Oleh: Dwi D.R
Wacana-edukasi.com, OPINI--Kekerasan pada anak rasanya makin ramai diberitakan di media sosial. Mirisnya, aksi kekerasan tersebut juga dilakukan oleh orang-orang terdekat yang masih ada di dalam ruang lingkup keluarga yang seharusnya menjadi tempat yang aman bagi anak. Anak yang seharusnya disayangi, justru mendapatkan perlakukan yang jauh dari kasih sayang. Kehidupan mereka dibuat menderita, bahkan hingga meregang nyawa.
Anak Rawan Korban Kekerasan
Baru-baru ini nyawa seorang balita (dua tahun) melayang di tangan pasutri di Riau, tepatnya di kabupaten Kuansang Singingi. Korban dititipkan oleh ibunya kepada pasutri ini. Akan tetapi, balita tersebut malah disiksa hingga tewas, lantaran sering rewel dan menangis (kompas.com, 14/06/2025).
Kasus selanjutnya datang dari Kebayoran, Jakarta. Anak perempuan (tujuh tahun) ditemukan sangat memprihatikan dengan kondisi kurus dan lemah di lantai Pasar Kebayoran. Diduga korban telah dianiaya oleh ayahnya di Surabaya, lalu dibawa dan ditelantarkan di jakarta (kumparan.com, 16/6/ 2025).

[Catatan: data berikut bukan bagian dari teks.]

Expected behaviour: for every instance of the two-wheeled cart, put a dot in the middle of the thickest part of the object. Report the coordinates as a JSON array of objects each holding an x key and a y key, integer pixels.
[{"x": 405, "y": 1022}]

Dua kasus tersebut adalah kasus yang terjadi bulan ini. Sementara pada bulan Mei 2025, kasus kekerasan terhadap bayi pun terjadi. Hubungan terlarang (inses) antara adik kakak terungkap setelah kasus pengiriman paket yang di dalamnya berisi mayat bayi yang dibawa oleh ojek online (ojol) menggemparkan masyarakat.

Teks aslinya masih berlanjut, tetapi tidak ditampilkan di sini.